O mesmo destino tiveram os moradores do Kambamba-II?


A lista de comunidades demolidas é enorme. Se for a contar bairro por bairro não saímos daqui tão cedo. Relativamente às populações do Kambamba-II, só foram realojadas na semana passada, depois de dez anos de sofrimento. E mesmo assim, as casas que lhes deram no Zango não têm nenhuma qualidade e diariamente recebemos telefonemas de moradores a queixarem-se das más condições. São as tais casas evolutivas, cujas dimensões são muito pequenas. Para uma família alargada, e que anteriormente tinha a sua casa em condições, isso frustra. Outro caso é o das populações da Chicala, que foram transferidos para a Kissama, mas uma boa parte destas pessoas regressaram e foram alugar casas noutros bairros de Luanda, porque onde foram postos não dispõem de quase nada.  Houve desestruturação das famílias porque alguns maridos, em função da distância e da falta de condições, abandonaram lá as suas esposas e emigram para outros pontos à procura de melhores condições. As antigas famílias que viviam nos espaços onde foram construídos as centralidades do Zango, Kilamba e Cacuaco muitas delas ainda não foram indemnizadas. Alguns acabaram por morrer e outras andam à espera da recompensam que nunca chega. São situações muito tristes e que envergonham o Estado de Direito que a constituição diz que somos.

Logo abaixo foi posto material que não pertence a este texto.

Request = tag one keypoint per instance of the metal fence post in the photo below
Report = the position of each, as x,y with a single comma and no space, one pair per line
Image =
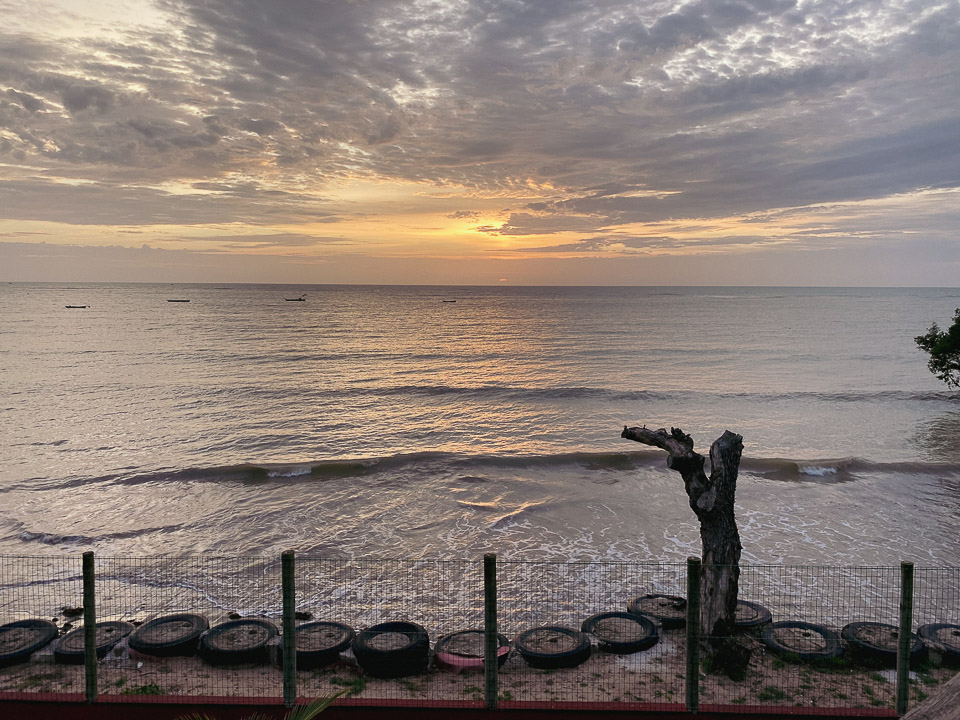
89,627
905,636
289,628
491,644
693,634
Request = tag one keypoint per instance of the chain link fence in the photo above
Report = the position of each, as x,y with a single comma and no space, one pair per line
415,633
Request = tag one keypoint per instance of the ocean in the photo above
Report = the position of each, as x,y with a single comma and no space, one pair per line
447,422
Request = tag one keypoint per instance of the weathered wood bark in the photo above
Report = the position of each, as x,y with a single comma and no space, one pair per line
712,499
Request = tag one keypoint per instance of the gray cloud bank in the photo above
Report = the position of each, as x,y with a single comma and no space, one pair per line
633,112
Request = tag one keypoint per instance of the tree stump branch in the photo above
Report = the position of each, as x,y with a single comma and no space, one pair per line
712,500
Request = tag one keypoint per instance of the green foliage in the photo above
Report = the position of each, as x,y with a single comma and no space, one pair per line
354,686
300,712
943,347
148,689
771,692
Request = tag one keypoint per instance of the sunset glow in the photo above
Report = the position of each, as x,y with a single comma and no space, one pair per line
558,143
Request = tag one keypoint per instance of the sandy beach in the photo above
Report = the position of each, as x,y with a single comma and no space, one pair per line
648,678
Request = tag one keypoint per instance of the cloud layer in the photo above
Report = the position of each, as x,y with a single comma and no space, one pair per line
620,123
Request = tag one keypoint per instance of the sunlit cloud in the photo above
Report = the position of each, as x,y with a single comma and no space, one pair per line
442,130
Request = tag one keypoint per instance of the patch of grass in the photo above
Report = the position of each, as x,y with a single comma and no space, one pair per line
354,686
410,685
772,693
148,689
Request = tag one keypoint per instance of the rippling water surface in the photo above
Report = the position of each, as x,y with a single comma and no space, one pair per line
393,422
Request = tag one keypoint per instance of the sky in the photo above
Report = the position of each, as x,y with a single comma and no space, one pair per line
556,142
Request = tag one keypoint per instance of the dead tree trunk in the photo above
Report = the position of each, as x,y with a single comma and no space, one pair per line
712,500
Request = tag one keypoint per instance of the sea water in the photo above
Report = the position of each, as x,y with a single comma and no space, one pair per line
446,422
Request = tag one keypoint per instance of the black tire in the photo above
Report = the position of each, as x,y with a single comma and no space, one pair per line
551,647
942,640
320,643
464,650
802,641
877,642
751,615
668,610
20,639
238,642
622,633
69,649
392,649
170,635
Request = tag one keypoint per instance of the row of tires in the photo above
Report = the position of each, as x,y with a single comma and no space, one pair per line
386,650
868,641
873,642
397,649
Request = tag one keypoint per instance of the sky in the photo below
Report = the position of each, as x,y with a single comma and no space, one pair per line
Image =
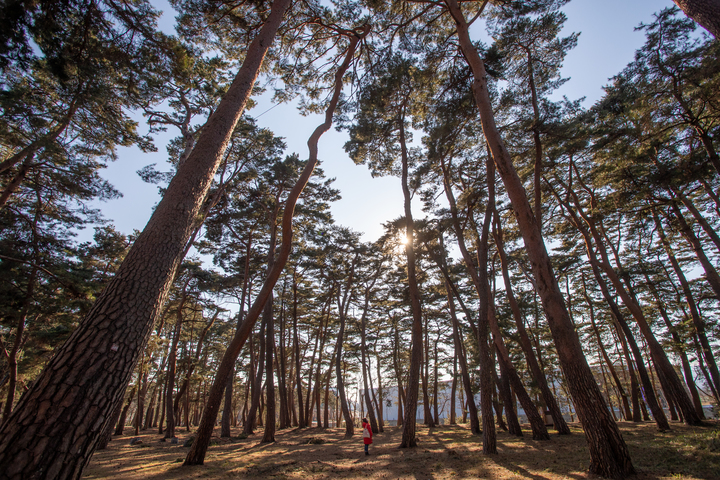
607,43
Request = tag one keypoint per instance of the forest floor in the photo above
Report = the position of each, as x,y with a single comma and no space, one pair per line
446,452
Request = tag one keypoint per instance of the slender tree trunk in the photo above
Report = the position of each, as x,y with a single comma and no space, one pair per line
698,322
608,452
537,422
196,455
363,348
706,13
227,409
503,384
537,374
302,422
416,353
257,386
601,347
269,432
711,274
109,428
479,277
123,415
460,355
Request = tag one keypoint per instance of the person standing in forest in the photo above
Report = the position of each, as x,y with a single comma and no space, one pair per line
367,435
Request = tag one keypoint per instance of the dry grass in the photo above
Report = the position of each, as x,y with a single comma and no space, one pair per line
447,452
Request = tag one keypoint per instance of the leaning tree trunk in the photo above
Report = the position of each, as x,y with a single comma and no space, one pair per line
537,374
479,277
608,451
227,409
302,422
257,385
698,322
416,354
57,424
537,422
269,432
196,455
363,350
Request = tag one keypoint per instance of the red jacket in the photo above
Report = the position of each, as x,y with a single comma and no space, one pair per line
366,428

Este conjunto de situações acaba por manchar o país no que toca aos direitos humanos…


Sim, claro. É só olhar para os inúmeros relatórios internacionais que têm saído e que colocam Angola numa posição deplorável em relação aos outros países. Acompanhamos há bem pouco tempo as declarações do ministro da Justiça, em Genebra, a dizer que a situações dos direitos humanos em Angola é estável. Foi uma pura mentira. O senhor ministro mentiu à comunidade internacional e isso não se faz porque todos sabemos a quantas andamos no que toca à situação dos direitos humanos no país. Como é possível um Estado dizer que respeita os direitos humanos, e deixa centenas de famílias sem-abrigo, na rua, quando temos centenas de apartamentos nas centralidades e condomínios às moscas? Isso faz-se? Estamos num Estado onde só há sistematicamente violações de direitos.


“O MPLA tem interferido muito nas actividades da sociedade civil”



Em Outubro de 2013 foram impedidos de realizarem uma manifestação pacífica que visava saudar o dia mundial da habitação. O que se passou ?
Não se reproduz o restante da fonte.